For a production environment, the metrics server may fall short, and you would want to implement an entire monitoring stack in your cluster such as the Kube Prometheus Stack.
Dashboard
By default, you use the kubectl command line utility for interacting with the Kubernetes cluster. However, when you have hundreds of different resources in the cluster, it can become very difficult to gain proper visibility into your workloads with just the CLI tool.
For this, the Kubernetes project has created the Kubernetes Dashboard which acts as a general-purpose UI for Kubernetes that lets you gain visibility, manage applications, troubleshoot, as well as manage the cluster itself.
The Kubernetes Dashboard can have a few limitations. For example, Helm is a popular way to package and deploy applications, which is not supported by the Kubernetes dashboard. Moreover, if you are trying to manage a production cluster, the Kubernetes Dashboard might not be the right fit.

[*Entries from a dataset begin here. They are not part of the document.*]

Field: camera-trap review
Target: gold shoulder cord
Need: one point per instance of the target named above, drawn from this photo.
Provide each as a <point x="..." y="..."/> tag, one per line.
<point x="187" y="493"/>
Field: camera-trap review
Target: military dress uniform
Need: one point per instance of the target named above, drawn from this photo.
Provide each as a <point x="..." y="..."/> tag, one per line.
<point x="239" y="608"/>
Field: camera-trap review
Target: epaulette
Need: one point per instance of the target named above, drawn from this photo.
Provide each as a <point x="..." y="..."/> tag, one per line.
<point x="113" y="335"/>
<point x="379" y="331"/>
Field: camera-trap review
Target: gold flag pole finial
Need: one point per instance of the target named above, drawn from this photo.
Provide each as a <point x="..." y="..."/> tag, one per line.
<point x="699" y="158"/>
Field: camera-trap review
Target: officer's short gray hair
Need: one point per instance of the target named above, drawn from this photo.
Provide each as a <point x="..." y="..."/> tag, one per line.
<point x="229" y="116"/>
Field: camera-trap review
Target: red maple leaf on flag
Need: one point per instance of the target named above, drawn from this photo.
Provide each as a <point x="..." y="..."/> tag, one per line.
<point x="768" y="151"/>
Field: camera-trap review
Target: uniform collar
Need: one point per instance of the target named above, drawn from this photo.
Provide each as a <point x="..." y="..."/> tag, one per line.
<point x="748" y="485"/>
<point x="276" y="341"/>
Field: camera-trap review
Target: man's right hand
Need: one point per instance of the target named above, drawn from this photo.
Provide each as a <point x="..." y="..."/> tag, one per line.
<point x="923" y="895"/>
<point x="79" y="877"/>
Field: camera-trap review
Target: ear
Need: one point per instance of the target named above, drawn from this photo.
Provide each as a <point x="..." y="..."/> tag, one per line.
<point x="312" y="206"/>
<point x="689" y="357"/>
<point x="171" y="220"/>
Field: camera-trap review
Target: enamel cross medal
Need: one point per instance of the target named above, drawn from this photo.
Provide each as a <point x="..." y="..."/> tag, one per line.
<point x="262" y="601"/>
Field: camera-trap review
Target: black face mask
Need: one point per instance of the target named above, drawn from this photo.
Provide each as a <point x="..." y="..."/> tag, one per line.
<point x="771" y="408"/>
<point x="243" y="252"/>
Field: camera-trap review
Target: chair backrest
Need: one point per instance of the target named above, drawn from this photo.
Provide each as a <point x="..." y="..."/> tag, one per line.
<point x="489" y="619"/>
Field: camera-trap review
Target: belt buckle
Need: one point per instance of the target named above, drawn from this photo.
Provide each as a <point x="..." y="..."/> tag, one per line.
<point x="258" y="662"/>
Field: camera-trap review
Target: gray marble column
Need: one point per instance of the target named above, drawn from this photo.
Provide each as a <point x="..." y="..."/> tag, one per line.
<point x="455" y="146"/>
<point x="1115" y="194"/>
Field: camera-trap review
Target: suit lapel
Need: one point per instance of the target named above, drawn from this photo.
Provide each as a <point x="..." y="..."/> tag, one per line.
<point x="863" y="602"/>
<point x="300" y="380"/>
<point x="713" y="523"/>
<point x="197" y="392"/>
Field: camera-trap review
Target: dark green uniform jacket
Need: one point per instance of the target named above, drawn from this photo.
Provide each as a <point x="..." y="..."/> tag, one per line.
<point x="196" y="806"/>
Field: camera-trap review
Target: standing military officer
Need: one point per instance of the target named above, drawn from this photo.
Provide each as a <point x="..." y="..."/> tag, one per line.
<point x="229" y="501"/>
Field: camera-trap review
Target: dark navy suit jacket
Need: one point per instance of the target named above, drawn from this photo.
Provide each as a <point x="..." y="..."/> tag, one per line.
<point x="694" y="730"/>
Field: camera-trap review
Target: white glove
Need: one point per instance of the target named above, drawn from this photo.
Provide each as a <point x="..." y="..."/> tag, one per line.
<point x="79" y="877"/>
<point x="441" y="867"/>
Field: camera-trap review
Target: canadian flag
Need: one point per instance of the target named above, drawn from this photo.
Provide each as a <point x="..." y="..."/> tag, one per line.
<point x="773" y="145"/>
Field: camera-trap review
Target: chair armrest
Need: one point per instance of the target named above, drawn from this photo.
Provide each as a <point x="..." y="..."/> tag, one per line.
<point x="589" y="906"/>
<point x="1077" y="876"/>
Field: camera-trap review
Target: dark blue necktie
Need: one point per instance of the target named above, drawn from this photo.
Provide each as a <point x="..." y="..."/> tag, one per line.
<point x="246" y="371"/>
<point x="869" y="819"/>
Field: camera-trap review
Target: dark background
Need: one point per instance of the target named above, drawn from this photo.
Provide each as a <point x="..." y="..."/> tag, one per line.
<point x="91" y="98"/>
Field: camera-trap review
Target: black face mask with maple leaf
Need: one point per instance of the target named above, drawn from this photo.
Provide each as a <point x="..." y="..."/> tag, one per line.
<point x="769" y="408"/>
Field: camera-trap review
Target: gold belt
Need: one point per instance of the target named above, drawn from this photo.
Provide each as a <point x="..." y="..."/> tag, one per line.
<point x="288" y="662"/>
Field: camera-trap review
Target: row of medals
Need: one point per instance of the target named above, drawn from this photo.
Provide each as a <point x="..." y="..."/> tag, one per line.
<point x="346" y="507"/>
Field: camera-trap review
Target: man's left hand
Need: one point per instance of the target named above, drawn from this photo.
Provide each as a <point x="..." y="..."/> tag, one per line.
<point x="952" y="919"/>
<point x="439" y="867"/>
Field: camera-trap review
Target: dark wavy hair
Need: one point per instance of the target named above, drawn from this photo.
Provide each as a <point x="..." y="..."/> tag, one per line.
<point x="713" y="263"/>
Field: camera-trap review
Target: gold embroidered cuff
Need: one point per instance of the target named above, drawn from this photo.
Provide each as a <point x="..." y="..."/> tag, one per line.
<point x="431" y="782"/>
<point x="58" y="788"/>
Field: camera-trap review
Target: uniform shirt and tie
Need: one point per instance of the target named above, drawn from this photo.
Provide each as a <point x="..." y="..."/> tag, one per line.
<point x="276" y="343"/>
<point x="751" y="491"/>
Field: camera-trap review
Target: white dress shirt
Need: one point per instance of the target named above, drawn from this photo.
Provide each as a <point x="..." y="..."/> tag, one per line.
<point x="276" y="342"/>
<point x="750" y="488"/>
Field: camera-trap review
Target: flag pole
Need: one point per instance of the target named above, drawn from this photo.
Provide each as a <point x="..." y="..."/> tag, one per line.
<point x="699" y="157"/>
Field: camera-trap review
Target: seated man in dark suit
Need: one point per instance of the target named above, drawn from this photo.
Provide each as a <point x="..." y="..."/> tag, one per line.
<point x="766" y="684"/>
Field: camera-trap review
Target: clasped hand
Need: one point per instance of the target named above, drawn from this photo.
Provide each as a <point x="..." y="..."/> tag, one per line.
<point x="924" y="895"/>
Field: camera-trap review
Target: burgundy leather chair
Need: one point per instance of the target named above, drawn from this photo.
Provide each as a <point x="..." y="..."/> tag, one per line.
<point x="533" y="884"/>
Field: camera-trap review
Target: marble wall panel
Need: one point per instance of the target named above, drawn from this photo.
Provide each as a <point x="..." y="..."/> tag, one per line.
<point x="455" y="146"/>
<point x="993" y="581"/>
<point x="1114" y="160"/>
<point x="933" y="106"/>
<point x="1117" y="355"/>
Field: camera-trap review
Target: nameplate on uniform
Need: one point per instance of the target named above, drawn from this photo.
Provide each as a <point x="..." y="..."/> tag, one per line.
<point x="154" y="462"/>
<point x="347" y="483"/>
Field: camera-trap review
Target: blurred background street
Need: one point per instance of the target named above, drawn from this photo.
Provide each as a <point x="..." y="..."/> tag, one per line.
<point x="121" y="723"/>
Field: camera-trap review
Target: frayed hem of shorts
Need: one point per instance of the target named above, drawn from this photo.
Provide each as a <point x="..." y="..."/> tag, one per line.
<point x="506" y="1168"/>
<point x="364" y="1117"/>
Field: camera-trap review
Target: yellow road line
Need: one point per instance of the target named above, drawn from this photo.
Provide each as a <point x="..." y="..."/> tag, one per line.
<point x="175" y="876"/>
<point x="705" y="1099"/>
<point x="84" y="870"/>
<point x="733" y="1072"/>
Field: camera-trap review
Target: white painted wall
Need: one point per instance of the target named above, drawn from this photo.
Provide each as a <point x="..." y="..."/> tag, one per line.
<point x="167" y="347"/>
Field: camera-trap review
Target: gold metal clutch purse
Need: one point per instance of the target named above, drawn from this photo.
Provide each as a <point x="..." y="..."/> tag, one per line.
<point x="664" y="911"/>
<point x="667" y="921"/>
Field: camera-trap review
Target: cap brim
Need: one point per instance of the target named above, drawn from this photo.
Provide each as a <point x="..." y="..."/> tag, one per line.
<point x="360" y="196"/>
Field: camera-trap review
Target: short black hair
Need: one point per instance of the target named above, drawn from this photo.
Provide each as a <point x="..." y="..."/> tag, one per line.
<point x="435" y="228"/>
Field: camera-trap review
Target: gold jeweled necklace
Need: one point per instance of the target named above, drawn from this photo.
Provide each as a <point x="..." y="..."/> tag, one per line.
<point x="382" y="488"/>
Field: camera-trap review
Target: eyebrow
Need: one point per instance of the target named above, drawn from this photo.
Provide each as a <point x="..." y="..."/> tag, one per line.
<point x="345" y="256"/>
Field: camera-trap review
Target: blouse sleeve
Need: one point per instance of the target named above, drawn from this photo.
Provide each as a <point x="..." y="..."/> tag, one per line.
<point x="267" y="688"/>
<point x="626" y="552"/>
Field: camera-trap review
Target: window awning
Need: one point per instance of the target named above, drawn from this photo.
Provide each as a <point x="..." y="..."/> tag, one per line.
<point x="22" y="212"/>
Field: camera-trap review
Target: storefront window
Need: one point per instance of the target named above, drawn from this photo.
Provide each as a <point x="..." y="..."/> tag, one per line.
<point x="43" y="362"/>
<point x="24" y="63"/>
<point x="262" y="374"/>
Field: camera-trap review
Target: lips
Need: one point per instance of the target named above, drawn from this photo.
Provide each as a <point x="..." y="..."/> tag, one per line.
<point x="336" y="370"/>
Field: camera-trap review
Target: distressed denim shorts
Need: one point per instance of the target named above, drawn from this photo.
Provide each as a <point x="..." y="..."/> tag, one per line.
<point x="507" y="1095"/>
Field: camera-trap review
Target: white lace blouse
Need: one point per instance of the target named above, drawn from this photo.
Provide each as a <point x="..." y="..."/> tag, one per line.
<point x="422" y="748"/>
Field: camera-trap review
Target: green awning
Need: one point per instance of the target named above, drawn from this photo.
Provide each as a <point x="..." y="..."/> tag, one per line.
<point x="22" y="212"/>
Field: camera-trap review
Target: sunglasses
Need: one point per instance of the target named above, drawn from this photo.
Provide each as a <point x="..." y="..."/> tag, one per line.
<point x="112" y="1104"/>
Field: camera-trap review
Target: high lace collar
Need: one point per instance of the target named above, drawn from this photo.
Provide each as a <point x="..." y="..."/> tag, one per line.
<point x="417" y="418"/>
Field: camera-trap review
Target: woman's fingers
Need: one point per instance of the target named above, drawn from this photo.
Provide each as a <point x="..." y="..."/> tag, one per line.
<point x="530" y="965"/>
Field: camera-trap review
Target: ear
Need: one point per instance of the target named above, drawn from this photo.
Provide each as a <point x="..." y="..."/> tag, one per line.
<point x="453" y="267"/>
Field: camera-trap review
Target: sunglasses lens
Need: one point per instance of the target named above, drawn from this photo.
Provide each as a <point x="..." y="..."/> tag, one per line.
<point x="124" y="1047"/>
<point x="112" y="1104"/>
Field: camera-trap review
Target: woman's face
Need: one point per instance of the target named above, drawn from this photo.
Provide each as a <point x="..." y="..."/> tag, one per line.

There are some advanced Kubernetes dashboards as well, that provide more granular visibility into application workloads, and also allow you to deploy and manage Helm applications lifecycle while ensuring a robust security posture. For instance, Devtron, Rancher, Komodor, etc. gives you a lot of advanced features to help you manage your Kubernetes clusters and workloads.
Conclusion
Kubernetes is a complex piece of machinery that is designed to scale your workloads at scale. It follows a micro-service architecture and has several different core components that work together to provide the Kubernetes experience to Developers and Operations alike. It is also highly extensible and several different tools can be integrated into it to extend what Kubernetes can do.
Having a good understanding of the architecture of Kubernetes can help you in several ways such as being able to effectively troubleshoot any issues, understand what’s happening inside your cluster, and design your applications in a way that can fully leverage the vast capabilities of Kubernetes.